Анну этот рассказ потряс. Она дрожащими руками повязала косынку на голове, отряхнула подол платья, вытерла губы, словно собираясь войти в чужой дом, и лишь потом внимательно взглянула на сына. За эту неделю Георга сильно изменился, но удивилась она не этому, а собственному невниманию. Щеки Георги впали, скулы заострились, кожа на них натянулась и блестела, как у больного; его беспокойные, расширившиеся глаза тоже лихорадочно блестели, а непрерывно пульсировавшая на виске синяя жилка была так заметна, что Анна невольно отвела взгляд, словно это упрямое, открытое биение синей, защищенной лишь тонкой кожей жилки было крайне опасным, грозило каким-то неотвратимым несчастьем. На потрескавшихся от ветра губах Георги дрожала рассеянная улыбка, словно его только что вытащили из воды и спасение вызывало у него и радость и неловкость одновременно.

— Вот… сына твоего только выращу и уйду… к отцу, — сказала Анна тем фальшивым, неестественным тоном, каким девочки разговаривают со своими куклами.

Почувствовав это сама, она встала так быстро, что Георга не успел даже протянуть руку, чтобы помочь ей встать. Оставаться здесь она больше не могла — еще мгновение, и от скорби она завыла бы, как собака! В ветвях огромного ореха прыгал дятел, из-за него все дерево казалось пестрым и движущимся; но Анна не видела ни дерева, ни дятла. Молча выйдя из виноградника, она постепенно исчезала, спускаясь в маленькую, высохшую лощинку. Потом она показалась вновь — сначала платок, потом выгоревшая на солнце спина платья, потом вся целиком, с головы до ног; на первый взгляд — обычная деревенская женщина, жена, мать, хозяйка, ни своей одеждой, ни своими заботами ничуть не отличающаяся от прочих женщин. Выйдя на дорогу, она по мягкой пыли зашагала к дому. Туфля так и лежала на дороге, дожидаясь ее. Ворота усадьбы были почему-то приоткрыты, и, подходя к ним, она невольно ускорила шаг. Во дворе, под липами, стояла запряженная двуколка; над лошадью вился рой мошкары, мгновенно менявшей место, как только та взмахивала тяжелым серебристым хвостом. Анне вдруг стало страшно входить в дом — странная коляска и незнакомая лошадь ее чем-то встревожили. Двор подозрительно притих; лишь где-то у соседей кудахтала собравшаяся нестись курица. В доме не было слышно ни звука. Дрожащими ногами она кое-как одолела лестницу…

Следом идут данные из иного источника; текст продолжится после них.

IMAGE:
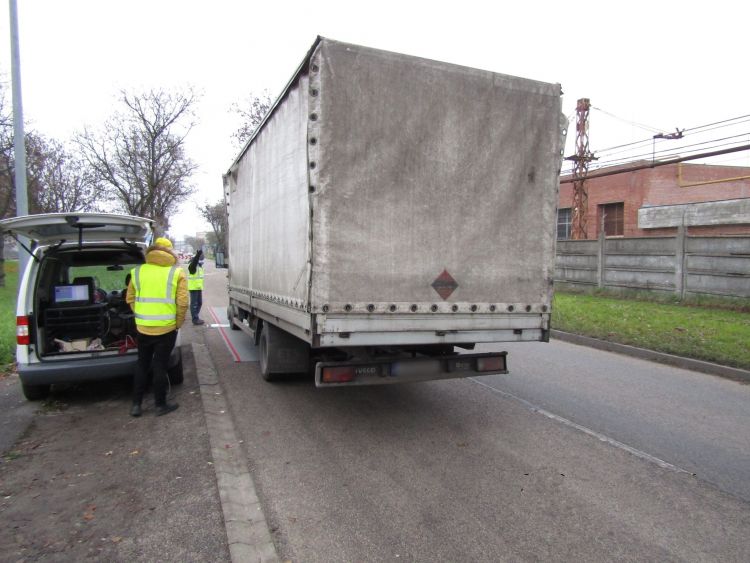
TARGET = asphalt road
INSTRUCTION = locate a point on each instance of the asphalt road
(578, 454)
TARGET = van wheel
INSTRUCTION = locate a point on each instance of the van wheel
(175, 373)
(35, 392)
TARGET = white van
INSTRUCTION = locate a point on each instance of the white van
(72, 321)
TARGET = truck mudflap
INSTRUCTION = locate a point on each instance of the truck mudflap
(404, 370)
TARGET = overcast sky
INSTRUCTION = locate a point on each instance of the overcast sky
(662, 64)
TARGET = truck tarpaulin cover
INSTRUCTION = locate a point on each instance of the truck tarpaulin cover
(381, 171)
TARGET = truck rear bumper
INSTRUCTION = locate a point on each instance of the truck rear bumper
(403, 370)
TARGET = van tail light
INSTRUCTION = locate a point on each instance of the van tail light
(22, 331)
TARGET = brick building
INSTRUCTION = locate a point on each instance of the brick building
(707, 199)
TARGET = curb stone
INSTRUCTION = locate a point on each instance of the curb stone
(735, 374)
(246, 527)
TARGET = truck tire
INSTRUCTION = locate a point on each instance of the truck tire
(230, 316)
(281, 353)
(35, 392)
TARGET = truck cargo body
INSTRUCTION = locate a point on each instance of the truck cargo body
(392, 201)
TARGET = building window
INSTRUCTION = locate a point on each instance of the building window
(564, 218)
(614, 219)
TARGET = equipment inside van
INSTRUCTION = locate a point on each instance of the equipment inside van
(72, 295)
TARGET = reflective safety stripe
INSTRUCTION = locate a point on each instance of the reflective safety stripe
(155, 317)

Они сидели за столом в большой комнате — Кайхосро, Петре, отец Зосиме и незнакомец.

— Хорошо, что ты хоть живым меня застала… — сказал ей Кайхосро. — Супруга моя! — повернулся он к незнакомцу.

Незнакомец встал — какой-то необыкновенно, вызывающе чистый и столь же необыкновенно, вызывающе чуждый; то ли из-за своего накрахмаленного белого воротничка, то ли из-за длинноносых, с короткими голенищами, отливавших черным лаком ботинок. Это был рослый мужчина с крупными, удивительно живыми руками и приветливой, пронзительной улыбкой, такой, словно когда-то он был знаком со всеми на свете и, улыбаясь, ждал, чтоб его узнали. Взяв руку Анны, он, прежде чем она успела опомниться, осторожно прикоснулся к ней губами. Анна поспешно вырвала у него руку и спрятала ее за спиной, словно незнакомец собирался отнять ее. Кайхосро усмехнулся.

— Извините нас, доктор… мы ведь совсем деревенские… — сказал он, глядя на Анну.

На самом деле случилось это с Анной не от неловкости, не от деревенской робости, а от потрясения — подлинного, одуряющего, захватывающего с головы до ног потрясения, следующего за всем неожиданным, непредвиденным, внезапным. Незнакомец был вторым на свете мужчиной, поцеловавшим ей руку. Этот поцелуй, правда, сильно отличался от того, давнего; но что-то общее в них все-таки было — что-то скрытое, невыразимое, неопределимое. Уважение? Или сочувствие? Нет, разобраться в этом сейчас она не могла. Покрасневшая, растерявшаяся, одураченная, она чувствовала себя так, словно ее заманили в чужой, полный незнакомых мужчин дом.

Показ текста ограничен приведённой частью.